I have a question regarding C++ virtual functions. The virtual
keyword is used in C++ class
declaration on a function in a base class in order to notify that a sub-class implementation of that function may differ from sub-class to sub-class. Different sub-classes may have different implementations of the function.
I don't get it a bit. When you define interface in C++ it is not like in Java as far as I can see by now.
In fact I don't understand what the word interface in C++ means. You specify a function as virtual
in the header file. Then sub-classes or derived classes of base class can override it in any way you want as long it is a virtual function.
Is the interface in C++ a header file?
Cheers
Interface in Java is a particular language construct or keyword. Java has a keyword interface
that is used to indicate that a Java class does not provide the actual implementation but instead describes the interface that a derived class must implement. This is checked by the Java compiler to ensure that a class that claims to implement an interface provides all the necessary methods for the interface.
In Java the interface
key word indicates that a class provides a set of services described by the interface class specified. A Java class may implement multiple different interfaces.
The way that the word interface is used in discussions with C++ is a somewhat similar concept since it has to do with the parameter types of a class or function or method. However there is no interface
keyword in C++. The word interface is used in a more generic, descriptive way with C++ as in "The function interface takes two shorts and a long." which is indicating the function calling arguments and their types, the interface between the caller of the function and the function body.
So think of interface in C++ as a kind of contract between the class implementing the interface and any objects that are using objects instantiated from the class. A class can also actually provide several different related services each of which has a particular interface.
One can do something similar to the Java interface
concept in C++ by using pure virtual methods in a class description to create an abstract class. This creates a C++ class with no implementation. See C++: Create abstract class with abstract method and override the method in a subclass.
What a virtual method does is to provide a mechanism so that objects using derived classes of the class can depend on a particular interface while leaving the details of the implementation to the derived class. So this is similar to the Java interface. C++ virtual methods is a way to provide a way to implement a Java interface using a compiled and static checked approach rather than a run time approach.

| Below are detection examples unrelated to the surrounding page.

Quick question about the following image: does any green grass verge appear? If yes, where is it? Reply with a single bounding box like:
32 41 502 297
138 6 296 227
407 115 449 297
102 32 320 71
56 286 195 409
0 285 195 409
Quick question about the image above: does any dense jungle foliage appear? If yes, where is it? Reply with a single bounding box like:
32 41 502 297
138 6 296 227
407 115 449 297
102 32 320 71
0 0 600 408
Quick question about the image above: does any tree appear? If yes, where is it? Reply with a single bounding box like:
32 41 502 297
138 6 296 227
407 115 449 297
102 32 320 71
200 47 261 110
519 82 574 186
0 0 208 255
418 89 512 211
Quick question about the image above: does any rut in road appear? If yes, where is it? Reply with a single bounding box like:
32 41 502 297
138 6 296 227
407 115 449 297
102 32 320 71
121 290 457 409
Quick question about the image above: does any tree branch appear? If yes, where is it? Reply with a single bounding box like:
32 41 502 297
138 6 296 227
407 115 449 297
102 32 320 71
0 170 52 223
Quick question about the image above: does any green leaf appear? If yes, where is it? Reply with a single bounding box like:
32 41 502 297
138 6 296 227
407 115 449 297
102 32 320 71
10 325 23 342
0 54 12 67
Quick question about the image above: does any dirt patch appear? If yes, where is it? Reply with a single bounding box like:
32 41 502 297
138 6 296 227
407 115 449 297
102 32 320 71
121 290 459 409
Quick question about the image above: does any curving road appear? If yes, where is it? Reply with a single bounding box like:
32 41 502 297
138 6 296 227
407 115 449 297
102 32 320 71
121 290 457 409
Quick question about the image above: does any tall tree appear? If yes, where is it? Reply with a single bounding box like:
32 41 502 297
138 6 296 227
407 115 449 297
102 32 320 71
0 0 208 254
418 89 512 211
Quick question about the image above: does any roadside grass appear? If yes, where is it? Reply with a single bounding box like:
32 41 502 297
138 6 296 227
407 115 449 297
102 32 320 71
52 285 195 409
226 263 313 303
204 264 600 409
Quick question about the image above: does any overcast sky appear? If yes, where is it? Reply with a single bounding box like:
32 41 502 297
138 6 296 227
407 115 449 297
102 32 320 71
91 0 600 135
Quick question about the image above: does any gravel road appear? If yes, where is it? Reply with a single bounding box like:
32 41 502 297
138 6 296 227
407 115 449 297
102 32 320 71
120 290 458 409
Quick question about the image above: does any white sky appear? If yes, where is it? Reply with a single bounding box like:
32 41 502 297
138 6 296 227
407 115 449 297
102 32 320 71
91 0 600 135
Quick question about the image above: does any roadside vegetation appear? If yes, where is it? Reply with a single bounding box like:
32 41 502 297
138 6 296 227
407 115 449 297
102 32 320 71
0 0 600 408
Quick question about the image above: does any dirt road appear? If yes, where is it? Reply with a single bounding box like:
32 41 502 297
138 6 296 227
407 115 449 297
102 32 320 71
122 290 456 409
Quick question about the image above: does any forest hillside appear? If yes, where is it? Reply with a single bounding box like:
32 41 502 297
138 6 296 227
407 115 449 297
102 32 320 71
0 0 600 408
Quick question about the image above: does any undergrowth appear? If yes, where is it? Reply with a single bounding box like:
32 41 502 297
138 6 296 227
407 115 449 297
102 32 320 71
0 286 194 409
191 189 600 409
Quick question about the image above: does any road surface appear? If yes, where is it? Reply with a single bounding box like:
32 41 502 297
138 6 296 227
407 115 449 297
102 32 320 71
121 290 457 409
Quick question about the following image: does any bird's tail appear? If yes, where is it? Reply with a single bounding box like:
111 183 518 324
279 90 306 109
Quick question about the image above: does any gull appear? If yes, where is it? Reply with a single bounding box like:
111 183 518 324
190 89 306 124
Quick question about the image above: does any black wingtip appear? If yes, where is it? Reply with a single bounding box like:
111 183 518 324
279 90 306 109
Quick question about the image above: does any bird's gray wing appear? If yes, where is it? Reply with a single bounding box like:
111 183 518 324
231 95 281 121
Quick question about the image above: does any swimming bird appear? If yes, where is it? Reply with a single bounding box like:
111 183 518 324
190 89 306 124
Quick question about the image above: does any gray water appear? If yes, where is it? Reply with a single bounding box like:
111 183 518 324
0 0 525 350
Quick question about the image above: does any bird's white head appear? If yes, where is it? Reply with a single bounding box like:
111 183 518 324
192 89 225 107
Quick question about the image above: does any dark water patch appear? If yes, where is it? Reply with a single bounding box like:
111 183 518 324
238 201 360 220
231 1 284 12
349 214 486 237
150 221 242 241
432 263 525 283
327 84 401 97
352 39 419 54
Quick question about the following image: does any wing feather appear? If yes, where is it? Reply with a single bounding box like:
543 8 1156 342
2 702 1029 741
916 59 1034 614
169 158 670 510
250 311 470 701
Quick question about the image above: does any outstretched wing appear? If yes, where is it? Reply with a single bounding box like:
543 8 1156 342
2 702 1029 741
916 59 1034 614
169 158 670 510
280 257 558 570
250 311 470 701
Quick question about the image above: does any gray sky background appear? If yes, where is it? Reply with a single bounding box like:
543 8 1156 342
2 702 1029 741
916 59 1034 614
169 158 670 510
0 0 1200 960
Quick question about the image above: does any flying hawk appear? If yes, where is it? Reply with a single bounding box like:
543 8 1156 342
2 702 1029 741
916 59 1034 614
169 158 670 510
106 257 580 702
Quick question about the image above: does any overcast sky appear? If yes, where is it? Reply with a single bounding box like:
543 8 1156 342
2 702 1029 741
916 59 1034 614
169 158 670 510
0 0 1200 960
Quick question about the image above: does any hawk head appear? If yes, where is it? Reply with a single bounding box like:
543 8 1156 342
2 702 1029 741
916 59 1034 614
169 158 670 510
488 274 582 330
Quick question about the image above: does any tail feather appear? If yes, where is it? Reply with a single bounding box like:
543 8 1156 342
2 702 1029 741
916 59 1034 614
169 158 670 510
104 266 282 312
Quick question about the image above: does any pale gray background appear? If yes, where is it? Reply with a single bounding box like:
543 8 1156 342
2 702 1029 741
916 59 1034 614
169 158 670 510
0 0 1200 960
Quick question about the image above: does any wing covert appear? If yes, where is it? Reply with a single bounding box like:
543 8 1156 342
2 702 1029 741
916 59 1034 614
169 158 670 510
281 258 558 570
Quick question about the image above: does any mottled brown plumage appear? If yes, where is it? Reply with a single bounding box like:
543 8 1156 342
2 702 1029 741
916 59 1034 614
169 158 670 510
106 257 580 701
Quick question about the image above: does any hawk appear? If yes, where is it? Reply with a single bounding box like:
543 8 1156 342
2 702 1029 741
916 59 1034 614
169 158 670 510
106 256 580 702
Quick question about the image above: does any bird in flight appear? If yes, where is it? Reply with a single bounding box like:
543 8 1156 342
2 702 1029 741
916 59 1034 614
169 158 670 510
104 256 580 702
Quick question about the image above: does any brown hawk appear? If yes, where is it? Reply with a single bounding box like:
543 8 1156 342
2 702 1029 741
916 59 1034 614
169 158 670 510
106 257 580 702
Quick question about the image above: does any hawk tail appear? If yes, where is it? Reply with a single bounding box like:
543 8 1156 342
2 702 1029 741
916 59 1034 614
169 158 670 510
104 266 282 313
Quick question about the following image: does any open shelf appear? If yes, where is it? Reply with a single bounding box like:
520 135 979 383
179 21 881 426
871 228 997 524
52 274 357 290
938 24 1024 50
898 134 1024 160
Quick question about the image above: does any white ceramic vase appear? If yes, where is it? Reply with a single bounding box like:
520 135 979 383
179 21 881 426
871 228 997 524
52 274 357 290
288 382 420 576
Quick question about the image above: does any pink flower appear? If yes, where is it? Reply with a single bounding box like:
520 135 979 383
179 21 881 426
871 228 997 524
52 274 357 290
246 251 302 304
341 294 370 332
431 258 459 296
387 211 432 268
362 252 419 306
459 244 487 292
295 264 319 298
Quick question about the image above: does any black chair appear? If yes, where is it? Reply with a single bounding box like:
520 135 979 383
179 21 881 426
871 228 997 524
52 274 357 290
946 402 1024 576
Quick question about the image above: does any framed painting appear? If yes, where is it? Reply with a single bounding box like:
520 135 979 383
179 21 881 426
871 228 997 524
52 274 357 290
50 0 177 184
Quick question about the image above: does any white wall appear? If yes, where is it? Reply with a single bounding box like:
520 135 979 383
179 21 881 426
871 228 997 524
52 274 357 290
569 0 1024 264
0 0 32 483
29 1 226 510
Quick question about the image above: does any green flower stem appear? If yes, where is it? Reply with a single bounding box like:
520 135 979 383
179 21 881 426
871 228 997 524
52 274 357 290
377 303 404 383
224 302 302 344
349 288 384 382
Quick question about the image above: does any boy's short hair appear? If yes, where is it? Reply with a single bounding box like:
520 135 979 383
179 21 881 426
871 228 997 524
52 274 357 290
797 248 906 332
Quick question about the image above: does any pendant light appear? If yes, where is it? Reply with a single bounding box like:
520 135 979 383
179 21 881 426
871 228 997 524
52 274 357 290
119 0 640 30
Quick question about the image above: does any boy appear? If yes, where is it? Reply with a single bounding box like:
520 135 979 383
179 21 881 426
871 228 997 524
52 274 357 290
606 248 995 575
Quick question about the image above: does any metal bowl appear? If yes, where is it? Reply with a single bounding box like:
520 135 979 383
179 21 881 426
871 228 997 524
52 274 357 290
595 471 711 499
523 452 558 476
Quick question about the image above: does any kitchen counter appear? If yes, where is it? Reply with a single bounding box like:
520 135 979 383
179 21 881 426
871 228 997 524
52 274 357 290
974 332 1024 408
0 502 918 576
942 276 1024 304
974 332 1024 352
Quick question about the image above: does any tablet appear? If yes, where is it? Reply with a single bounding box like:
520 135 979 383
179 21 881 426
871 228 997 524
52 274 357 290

With a virtual method you create a super class type that can be used to create pointer variables that can be assigned variables from the derived types and when you use the virtual method, the correct method from the derived class will be called. Figuring out which method to call is done at compile time not run time. The major idea for C++ is to be as efficient as C while providing object oriented language constructs along with static type checking at compile time to reduce reliance on error detect at run time with its additional overhead.
class Joe {
public:
virtual int thingOne() { return 1;} // standard, not pure virtual method
..
};
class JoeTwo : public Joe {
public:
int thingOne() { return 2;} // derived class provides its own version of the method
..
};
Joe *myJoe = new JoeTwo;
int i = myJoe->thingOne(); // value of 2 put into i and not value of 1
With C++ you do need to recognize the difference between an object and a pointer to an object because of object slicing which can happen when a variable containing a derived object is assigned to a variable containing the derived object's super class. This "object slicing" will happen because the derived object does not fit into the base class or super class object from which it is derived. The derived object has additional stuff the super class object does not have so with the assignment (default assignment is straight memory copy) only the super class part of the derived object is copied into the super class object.
class Joe {
public:
virtual int thingOne() { return 1;} // standard, not pure virtual method
..
};
class JoeTwo : public Joe {
public:
int thingOne() { return 2;} // derived class provides its own version of the method
..
};
Joe *myJoe = new JoeTwo; // no object slicing since this is pointer
JoeTwo myJoeTwo;
Joe myJoeSliced = myJoeTwo; // JoeTwo object myJoeTwo sliced to fit into Joe object myJoeSliced
The main difference between Java and C++ is the fact that in Java every function is virtual
.
Historically when C++ have been developed the fact of placing an abastraction layer between every function call (that is what happens using a virtual method table) wasn't something you did want for every method call because a virtual method invocation is slower.
So what happens is that you must specify that a method must be called through dynamic binding, otherwise the method is chosen during compile time according to the declaration of the variable. This means that if you declare Base *b = new Derived()
and you call a method on b
which is not virtual then method is chosen at compile time and it will be a Base::method
.
The motto is you don't pay for what you don't use and that's it.
Interfaces in C++ doesn't exist, but you can have a class with just pure virtual functions which behave basically in the same way. Actually you can have two kind of virtual methods:
class Base {
virtual void method() {
//implementation
}
virtual void pureMethod() = 0;
}
First method()
is virtual and obeys to dynamic binding but it is implemented even in Base class while pureMethod()
still obeys to dynamic binding but it's declared as pure virtual so it doesn't have any implementation, thus Base
cannot be instantiated as it is and you need to subclass it and override at least the pure virtual method.